A Natural Curiosity :: Henry David Thoreau: An American Landscape

imageAs I try to do every time a family visit takes me upstate, I recently stopped at Dove & Hudson Old Books in Albany.

There I found a Thoreau volume I’d never seen before: Henry David Thoreau: An American Landscape, edited and illustrated by Robert L. Rothwell. It’s a lovingly chosen collection of writings on landscape from Thoreau’s Journal, and it gives a compelling picture of the woods, ponds, and marshlands of Concord as Thoreau observed them through the course of the year. (One sign that it was lovingly chosen is that there are several passages, including some on the art of writing, that really have nothing to do with landscape and are presumably here because Rothwell liked them.)

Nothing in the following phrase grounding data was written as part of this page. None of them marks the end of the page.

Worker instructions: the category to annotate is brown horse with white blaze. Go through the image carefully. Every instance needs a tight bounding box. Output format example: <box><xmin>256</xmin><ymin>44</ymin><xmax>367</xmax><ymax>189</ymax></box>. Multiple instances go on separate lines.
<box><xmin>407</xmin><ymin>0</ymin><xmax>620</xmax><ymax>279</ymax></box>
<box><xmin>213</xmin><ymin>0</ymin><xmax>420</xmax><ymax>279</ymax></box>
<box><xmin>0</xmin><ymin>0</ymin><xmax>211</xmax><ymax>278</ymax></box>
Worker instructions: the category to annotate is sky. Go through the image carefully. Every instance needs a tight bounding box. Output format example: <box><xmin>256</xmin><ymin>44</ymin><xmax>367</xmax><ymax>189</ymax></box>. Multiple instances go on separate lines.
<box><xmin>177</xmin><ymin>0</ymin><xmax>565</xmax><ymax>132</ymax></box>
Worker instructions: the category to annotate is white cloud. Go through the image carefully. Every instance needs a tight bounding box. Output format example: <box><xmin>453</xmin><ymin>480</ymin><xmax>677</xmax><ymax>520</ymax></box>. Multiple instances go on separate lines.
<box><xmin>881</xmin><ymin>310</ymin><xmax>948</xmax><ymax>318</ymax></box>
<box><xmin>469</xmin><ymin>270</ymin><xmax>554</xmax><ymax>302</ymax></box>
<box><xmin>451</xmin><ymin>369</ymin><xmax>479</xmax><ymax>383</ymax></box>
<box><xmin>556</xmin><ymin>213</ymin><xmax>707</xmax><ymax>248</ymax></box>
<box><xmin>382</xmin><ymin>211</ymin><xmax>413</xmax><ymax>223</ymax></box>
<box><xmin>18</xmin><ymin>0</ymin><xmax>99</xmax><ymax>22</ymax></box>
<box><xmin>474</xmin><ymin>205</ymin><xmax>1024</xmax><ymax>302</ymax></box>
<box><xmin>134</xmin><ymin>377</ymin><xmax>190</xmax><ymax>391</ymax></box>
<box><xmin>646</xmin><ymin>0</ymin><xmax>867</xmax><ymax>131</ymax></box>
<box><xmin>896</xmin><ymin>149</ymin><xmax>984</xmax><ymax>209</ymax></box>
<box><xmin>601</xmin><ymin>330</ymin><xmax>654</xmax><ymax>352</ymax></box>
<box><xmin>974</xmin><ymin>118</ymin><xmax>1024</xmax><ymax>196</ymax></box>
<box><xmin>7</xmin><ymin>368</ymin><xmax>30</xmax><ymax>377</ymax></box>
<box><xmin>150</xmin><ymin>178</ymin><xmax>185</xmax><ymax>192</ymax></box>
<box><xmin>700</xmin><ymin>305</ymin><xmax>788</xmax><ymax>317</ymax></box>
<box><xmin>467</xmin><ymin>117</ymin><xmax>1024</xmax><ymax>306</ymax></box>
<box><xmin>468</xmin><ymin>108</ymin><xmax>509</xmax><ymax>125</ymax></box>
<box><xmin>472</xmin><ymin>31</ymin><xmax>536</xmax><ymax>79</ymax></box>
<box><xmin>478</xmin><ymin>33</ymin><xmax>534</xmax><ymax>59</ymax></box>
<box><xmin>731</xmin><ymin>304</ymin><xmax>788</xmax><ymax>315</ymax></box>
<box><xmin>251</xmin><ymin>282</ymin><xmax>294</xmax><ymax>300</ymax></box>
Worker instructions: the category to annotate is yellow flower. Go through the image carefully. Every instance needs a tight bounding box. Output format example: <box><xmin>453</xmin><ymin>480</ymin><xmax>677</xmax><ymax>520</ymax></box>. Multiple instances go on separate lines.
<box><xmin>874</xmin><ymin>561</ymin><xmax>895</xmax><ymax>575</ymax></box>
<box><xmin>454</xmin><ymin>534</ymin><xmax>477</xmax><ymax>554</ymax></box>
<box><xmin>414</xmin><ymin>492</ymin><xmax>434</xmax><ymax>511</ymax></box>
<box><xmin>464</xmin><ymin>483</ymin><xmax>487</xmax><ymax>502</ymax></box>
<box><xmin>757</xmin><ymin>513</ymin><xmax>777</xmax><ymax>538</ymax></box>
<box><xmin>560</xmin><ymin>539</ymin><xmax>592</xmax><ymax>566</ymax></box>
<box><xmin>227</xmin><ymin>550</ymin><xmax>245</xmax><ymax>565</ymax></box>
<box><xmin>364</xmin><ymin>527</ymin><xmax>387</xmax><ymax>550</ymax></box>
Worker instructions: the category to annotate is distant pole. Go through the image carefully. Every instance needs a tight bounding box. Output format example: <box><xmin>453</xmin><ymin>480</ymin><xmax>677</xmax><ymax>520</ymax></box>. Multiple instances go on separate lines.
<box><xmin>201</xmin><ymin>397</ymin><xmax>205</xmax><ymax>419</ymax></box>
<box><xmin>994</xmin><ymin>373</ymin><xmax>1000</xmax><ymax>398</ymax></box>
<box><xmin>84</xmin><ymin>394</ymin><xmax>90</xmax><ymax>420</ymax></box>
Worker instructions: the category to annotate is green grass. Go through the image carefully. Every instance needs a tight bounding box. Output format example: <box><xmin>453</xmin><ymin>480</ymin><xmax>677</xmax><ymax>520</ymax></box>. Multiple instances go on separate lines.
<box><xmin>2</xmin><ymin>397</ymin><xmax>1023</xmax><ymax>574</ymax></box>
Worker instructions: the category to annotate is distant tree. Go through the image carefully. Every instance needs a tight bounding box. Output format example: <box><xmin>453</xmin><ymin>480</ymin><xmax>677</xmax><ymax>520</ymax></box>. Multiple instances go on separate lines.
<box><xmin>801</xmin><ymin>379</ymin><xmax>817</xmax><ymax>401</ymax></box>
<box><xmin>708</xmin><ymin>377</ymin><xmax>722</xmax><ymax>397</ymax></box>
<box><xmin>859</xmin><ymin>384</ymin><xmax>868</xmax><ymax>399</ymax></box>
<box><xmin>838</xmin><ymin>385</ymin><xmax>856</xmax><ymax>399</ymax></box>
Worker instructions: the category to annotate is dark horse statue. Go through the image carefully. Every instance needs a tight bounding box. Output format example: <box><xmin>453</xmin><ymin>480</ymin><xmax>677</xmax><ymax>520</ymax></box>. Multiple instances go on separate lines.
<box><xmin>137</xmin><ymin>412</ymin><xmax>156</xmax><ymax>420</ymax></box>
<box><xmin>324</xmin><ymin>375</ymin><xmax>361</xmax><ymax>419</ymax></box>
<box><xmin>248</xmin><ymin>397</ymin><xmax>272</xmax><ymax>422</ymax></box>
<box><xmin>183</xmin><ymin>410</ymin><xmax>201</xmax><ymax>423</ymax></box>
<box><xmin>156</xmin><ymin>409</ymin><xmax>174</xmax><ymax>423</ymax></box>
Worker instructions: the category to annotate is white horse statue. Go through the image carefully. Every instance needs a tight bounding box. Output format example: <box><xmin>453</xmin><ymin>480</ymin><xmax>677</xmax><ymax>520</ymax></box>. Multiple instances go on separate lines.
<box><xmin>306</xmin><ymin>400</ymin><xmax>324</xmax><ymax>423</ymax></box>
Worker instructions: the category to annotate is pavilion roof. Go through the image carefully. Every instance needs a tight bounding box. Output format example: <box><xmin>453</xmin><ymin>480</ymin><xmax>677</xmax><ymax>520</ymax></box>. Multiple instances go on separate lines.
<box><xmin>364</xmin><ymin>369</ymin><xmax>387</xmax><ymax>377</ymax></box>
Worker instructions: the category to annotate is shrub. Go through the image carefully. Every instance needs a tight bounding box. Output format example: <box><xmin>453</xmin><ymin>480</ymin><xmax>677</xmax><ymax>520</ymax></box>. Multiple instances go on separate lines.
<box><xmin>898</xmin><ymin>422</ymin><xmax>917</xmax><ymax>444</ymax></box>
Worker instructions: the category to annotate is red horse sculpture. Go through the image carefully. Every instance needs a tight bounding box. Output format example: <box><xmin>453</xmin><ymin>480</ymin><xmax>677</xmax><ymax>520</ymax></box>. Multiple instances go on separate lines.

An American Landscape includes some of Thoreau’s best writing on trees, including the extraordinary entries from October 1858 on the fall foliage of Concord. And I was pleased that the book includes, and the introduction singles out, a complete version of the beautiful and melancholy passage that comes a little later that same year and begins like this: The November twilights just begun! It appeared like part of a panorama at which I sat spectator, a part with which I was perfectly familiar just coming into view, and I foresaw how it would look and roll along, and prepared to be pleased.

I was happy to find this book even though it knocked down a project of my own on Thoreau and landscape (not the first time I’ve discovered that someone else has acted on what I thought was my idea.)